What the f*** are they praying about on Stanton Street?
It’s been an incredible week. I don’t want to jinx things, but really, if all goes even close to plan, it’s been an incredible week. And unless I’m hit by lightning or stricken with some unexplainable ailment, I think things are on the up and up.
I went to see my parents Friday night for Yom Kippur dinner. I was such a bad Jew, I ate, sat in temple for an hour, and then took a train back to NYC. I was typing on the way and I found this little paragraph I wrote at the end of a story I was working on. I thought I’d share. It’s nothing really relevant though.
There’s a guy on the train whose talking to his friend and he thinks I haven’t heard what he says. He’s talking about some blonde he picked up last night, and his back is to me. I can’t decide if he’s cute, but from the tone of his conversation, he sounds sleazy. We make eye contact and he thinks I think he’s cute. He is cute, so I guess he’s not so off, but he doesn’t realize that I know that he has fucked some blonde who is now calling him on a regular basis. He hangs up the phone and I think he thinks I should look at him. Only I don’t because I’m afraid I’ll laugh or crack a smile. He’s got to talk to someone, anyone, so he picks up his phone.
I shared this “random train thought” with you because well, I wasn’t sure why else I typed it, so why not share what I’ve got. It also because it reminds me how funny this dating thing is. Here’s this girl, this blonde who thinks she’s found some really great guy, only he’s a slimy boy whose telling his friend about her, while referring to her as the blonde I picked up last night, and she’s probably calling her friends saying she’s in love.
Girls who deny that they have done this, are lying. I am not a boy so I don’t know if boys do this too, but even if they do, it’s a lot less often than the girls do.
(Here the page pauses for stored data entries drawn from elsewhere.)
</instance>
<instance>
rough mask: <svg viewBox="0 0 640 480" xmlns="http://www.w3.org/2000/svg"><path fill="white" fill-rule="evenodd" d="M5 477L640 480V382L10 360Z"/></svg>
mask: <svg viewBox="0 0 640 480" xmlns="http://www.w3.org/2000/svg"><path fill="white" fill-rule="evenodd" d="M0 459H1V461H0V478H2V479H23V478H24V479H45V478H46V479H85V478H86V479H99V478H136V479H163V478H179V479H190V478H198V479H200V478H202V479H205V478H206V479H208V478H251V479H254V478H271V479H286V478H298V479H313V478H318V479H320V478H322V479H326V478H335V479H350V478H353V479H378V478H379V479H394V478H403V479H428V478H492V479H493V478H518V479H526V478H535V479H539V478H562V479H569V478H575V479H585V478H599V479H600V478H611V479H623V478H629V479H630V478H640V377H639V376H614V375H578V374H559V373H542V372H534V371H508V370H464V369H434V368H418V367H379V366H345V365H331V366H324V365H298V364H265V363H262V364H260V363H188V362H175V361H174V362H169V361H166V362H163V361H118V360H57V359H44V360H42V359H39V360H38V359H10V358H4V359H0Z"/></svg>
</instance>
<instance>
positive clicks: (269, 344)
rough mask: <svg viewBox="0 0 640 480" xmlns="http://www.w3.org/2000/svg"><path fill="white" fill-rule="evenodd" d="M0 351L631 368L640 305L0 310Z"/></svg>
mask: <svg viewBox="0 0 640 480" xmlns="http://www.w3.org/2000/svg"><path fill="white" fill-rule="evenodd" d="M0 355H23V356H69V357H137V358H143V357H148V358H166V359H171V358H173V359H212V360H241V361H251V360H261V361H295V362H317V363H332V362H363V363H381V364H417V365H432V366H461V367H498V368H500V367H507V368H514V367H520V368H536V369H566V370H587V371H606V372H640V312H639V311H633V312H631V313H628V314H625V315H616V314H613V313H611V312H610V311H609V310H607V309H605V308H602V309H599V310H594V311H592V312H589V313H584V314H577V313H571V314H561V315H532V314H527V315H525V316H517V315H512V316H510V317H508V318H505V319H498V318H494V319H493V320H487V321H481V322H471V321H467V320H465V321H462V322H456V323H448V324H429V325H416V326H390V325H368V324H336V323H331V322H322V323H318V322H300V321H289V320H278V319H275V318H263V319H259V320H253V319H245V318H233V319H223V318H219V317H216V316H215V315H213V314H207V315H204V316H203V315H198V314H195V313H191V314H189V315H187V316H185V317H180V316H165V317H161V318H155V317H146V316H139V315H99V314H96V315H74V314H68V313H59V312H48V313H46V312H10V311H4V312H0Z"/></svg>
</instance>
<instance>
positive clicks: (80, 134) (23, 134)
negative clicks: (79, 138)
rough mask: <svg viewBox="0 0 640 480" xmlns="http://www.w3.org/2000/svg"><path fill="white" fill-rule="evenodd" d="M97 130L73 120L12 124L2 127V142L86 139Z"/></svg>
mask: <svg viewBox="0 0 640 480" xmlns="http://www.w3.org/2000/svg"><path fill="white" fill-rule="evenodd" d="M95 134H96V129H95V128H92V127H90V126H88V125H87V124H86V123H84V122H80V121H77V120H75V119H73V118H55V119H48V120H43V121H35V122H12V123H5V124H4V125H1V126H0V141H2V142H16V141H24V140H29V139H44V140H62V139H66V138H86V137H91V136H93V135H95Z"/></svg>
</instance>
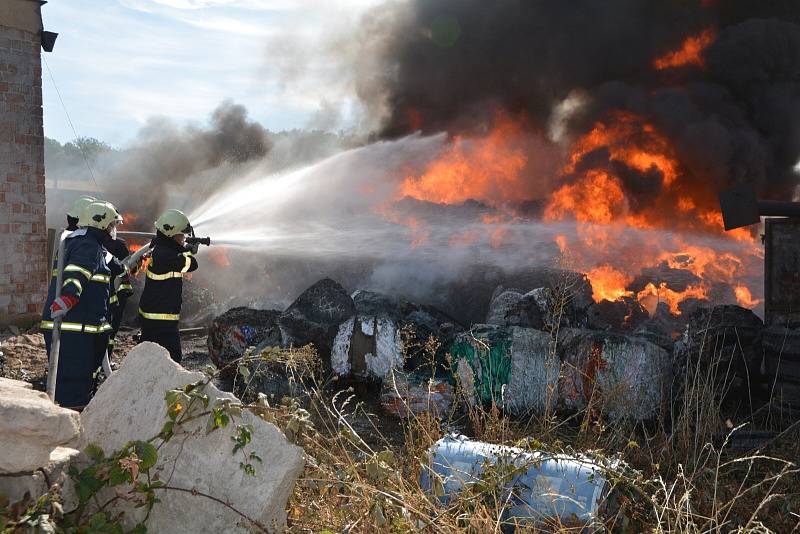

When a girl meets someone she likes, she often plans out small details, like who will sit with whom at the wedding, and what they’re child will wear to its first day of school. Boys think about the next time, or the first time, they’ll get laid. And even when they think about this, the girl that they just met, the one whose telling all her friends about him, isn’t necessarily the one they picture in bed. Guys like options. So do some girls, but guys really do.
Whatever. Boys and girls will always be boys and girls. While some of us exhibit crossover tendencies, others of us are extremely predictable. I guess that’s the point I wasn’t trying to make.
AND…straight out of random tangent land.
I had this “regression” today:
If I were cast in the Wizard of Oz, I’d play the part of Cindy, Dorothy’s little sister. While you may not have heard of Cindy, back in the day, when I was a young lady happily playing make believe at family parties, I got to play Cindy, a lesser known character that dies tragically in the MGM movie version of life, but I swear she came to me in more than a dream.
It’s true. My cousin got to play Dorothy and I got to play Cindy and it was fucked up because there ain’t no Cindy people. There ain’t no Cindy in the Wizard of Oz. But, according to my cousin, there couldn’t be two Dorothy’s and there was no way she got to play Dorothy without me. Well, actually she did, because I played Cindy. I hated Cindy because she was second best and I was supposed to be the star.
I’m still not over it. And with everything else going on, I don’t know if I ever will be. Okay, I will, I will..I’m not that crazy.